EUR/USD hits one-month low as investors realize the terms of the US-EU trade deal favor the US
2025-07-29 19:29:13

The euro fell as much as 0.5% to its lowest level since June 23, extending Monday's sharp decline.
France's prime minister on Monday called the framework trade deal a "dark day" for Europe, saying the EU caved to U.S. President Donald Trump and reached a lopsided agreement that leaves the United States with 15% tariffs on EU goods. German Chancellor Angela Merz said the German economy would suffer "significant" damage as a result of the tariff agreement.
"The market has quickly concluded that this relatively good news is still bad news in absolute terms in terms of the near-term impact on eurozone growth," said Ray Attrill, head of FX research at National Australia Bank. "The agreement has been roundly condemned by France, while others, including German Chancellor Merz, have highlighted its negative impact on exporters and economic growth."

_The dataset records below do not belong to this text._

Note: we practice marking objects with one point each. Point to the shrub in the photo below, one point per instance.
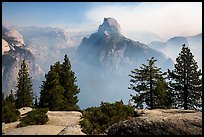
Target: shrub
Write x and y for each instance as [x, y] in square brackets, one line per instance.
[97, 119]
[35, 117]
[9, 112]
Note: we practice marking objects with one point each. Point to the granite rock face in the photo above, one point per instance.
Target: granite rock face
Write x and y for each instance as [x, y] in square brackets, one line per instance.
[160, 122]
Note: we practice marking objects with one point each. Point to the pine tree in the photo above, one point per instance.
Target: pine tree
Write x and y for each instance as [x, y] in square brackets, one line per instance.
[68, 80]
[150, 86]
[59, 90]
[24, 94]
[51, 91]
[186, 81]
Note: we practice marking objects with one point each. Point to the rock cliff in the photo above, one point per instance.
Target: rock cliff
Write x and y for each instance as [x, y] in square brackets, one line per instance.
[160, 122]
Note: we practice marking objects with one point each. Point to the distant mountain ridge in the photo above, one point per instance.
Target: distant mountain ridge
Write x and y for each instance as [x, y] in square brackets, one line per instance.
[173, 46]
[104, 61]
[13, 53]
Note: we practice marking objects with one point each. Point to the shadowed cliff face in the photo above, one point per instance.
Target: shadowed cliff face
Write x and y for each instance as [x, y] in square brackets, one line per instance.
[160, 122]
[105, 59]
[13, 53]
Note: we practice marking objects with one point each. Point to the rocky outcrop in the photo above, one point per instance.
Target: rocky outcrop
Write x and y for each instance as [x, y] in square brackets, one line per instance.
[59, 123]
[160, 122]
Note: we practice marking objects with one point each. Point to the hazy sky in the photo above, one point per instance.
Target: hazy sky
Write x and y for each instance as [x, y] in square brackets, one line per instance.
[165, 19]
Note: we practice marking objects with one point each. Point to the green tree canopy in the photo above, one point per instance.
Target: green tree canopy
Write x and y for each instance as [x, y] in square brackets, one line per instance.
[24, 94]
[150, 86]
[58, 91]
[186, 81]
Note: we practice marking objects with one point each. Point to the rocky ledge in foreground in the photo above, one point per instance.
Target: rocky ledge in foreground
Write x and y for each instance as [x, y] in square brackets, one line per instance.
[160, 122]
[59, 123]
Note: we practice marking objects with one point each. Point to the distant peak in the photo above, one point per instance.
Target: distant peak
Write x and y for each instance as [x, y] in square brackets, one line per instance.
[109, 26]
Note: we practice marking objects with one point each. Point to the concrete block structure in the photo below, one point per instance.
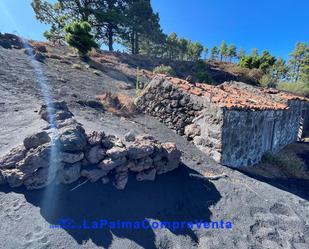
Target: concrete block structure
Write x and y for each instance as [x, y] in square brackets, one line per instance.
[235, 123]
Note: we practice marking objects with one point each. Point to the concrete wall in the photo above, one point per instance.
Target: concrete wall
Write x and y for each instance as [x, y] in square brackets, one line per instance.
[247, 135]
[180, 110]
[305, 127]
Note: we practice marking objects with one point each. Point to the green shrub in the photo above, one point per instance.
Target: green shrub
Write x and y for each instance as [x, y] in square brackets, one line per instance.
[294, 87]
[202, 75]
[162, 69]
[78, 36]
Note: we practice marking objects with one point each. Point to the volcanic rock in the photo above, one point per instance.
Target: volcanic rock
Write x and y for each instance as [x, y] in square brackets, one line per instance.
[147, 175]
[13, 157]
[34, 141]
[95, 154]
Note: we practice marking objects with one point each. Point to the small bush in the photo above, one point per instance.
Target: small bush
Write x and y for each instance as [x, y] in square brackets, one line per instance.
[118, 104]
[162, 69]
[202, 75]
[78, 36]
[294, 87]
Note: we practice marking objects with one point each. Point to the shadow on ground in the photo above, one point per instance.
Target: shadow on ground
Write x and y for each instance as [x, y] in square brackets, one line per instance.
[295, 186]
[172, 197]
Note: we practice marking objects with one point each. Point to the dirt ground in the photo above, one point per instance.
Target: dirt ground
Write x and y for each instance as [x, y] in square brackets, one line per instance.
[264, 213]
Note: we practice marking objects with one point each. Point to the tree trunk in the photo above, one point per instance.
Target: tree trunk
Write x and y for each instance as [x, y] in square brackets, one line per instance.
[136, 43]
[110, 38]
[132, 43]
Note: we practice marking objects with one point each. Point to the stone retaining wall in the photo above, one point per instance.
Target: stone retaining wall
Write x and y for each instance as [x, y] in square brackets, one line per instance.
[247, 135]
[235, 133]
[63, 153]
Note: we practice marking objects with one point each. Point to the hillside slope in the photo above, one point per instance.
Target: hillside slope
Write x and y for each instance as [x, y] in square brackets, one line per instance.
[265, 213]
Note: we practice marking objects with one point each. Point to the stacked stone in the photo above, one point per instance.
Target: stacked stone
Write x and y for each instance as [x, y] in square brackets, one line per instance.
[64, 152]
[170, 105]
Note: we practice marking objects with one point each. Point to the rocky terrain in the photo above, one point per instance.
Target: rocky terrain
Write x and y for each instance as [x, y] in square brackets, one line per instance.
[265, 213]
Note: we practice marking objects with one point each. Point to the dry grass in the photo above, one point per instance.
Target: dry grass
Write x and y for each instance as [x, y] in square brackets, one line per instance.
[39, 46]
[119, 104]
[77, 66]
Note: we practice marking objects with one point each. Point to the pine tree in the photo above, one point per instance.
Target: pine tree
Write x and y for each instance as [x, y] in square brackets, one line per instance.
[206, 50]
[223, 50]
[214, 53]
[299, 61]
[231, 52]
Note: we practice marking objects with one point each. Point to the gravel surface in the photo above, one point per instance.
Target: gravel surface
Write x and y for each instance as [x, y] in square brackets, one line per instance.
[264, 214]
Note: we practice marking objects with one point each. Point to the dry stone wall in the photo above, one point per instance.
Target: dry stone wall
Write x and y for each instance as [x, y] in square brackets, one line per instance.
[63, 153]
[235, 133]
[191, 116]
[248, 134]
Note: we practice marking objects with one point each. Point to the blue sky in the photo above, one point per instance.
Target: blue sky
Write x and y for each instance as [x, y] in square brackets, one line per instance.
[274, 25]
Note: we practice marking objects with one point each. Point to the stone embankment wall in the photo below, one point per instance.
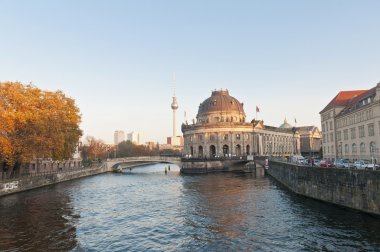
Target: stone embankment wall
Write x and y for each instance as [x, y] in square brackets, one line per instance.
[39, 180]
[357, 189]
[202, 166]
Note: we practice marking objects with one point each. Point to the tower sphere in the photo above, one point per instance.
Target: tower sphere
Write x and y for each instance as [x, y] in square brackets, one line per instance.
[174, 103]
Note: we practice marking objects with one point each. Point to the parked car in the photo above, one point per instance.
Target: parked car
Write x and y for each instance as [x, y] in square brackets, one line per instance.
[297, 159]
[371, 166]
[348, 164]
[326, 164]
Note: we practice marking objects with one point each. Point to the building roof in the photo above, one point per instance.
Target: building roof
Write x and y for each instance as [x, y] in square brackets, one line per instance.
[220, 101]
[343, 98]
[355, 102]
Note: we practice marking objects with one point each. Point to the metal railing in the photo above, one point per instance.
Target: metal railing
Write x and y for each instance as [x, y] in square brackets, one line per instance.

Thierry Wizman, global foreign exchange and rates strategist at Macquarie Group, said: "While the dollar's strength ... may reflect the view that the new U.S.-EU deal is overwhelmingly one-sided in favor of the United States, the dollar's strength may also reflect the feeling that the United States is re-engaging with the European Union and its key allies."
Trump said on Monday he expected the United States to impose tariffs of 15% to 20% on countries that fail to reach trade deals with Washington, significantly higher than the 10% general tariff he set in April.
At this time yesterday, we were all focused on how a US-EU trade deal would remove uncertainty and allow EU businesses to move forward. However, by the end of the trading day, investors and some European leaders concluded that widespread tariffs would, on balance, have a negative impact.
As the dust settles, the inclusion of the pharmaceutical and semiconductor industries in the 15% tariff range (even after the trade investigation results are released) may be seen as a good thing. Europe needs to take full advantage of this situation and focus more on domestic demand to cope with the changes.
On Wednesday, the eurozone released its preliminary second-quarter GDP data, with overall economic growth in the eurozone expected to fall from 0.6% quarter-on-quarter in the first quarter to flat, reflecting trade uncertainty and weak external demand.
ING analysts believe that "the euro/dollar trend continues to weaken and is currently trading around $1.1565. If it fails to break through the 1.1600/1.1625 resistance levels today, the exchange rate may fall below the 1.1555 and 1.1500 support levels."
"Tomorrow's Federal Reserve meeting may show that the US government's political pressure is gradually taking effect, and there may be several interest rate cuts starting in September, at which time the US dollar may weaken," said a foreign exchange analyst at Commerzbank.
Technical Analysis

(Source of EUR/USD daily chart: Yihuitong)
EUR/USD edged lower on Monday. This sharp decline confirmed the formation of a lower high near 1.1770, potentially setting the stage for a lower low. Continued negative pressure appears to be targeting a close below the prior low of 1.1550 and the 50-day simple moving average (SMA). Notably, the 4-hour chart shows the price has completed a bearish head and shoulders pattern.
Regarding momentum indicators, both the Relative Strength Index (RSI) and the Stochastic Oscillator have just entered bearish territory and remain well above oversold levels, suggesting that the decline may have just begun. If this is the case, the price could test the 23.6% Fibonacci retracement level of the six-month uptrend at 1.1435. A break below this support level could prompt bears to push the pair towards the 1.1200–1.1273 range.
If the price avoids breaking below the 50-day simple moving average as it did in May, bulls may attempt to rebound above 1.1670 and possibly retest the 1.1770 resistance level. Further gains may target the 1.1865–1.1940 resistance range.
All in all, EUR/USD currently faces a bearish outlook, with traders watching to see if the price can decisively break below the 1.1550 area, opening up room for further downside.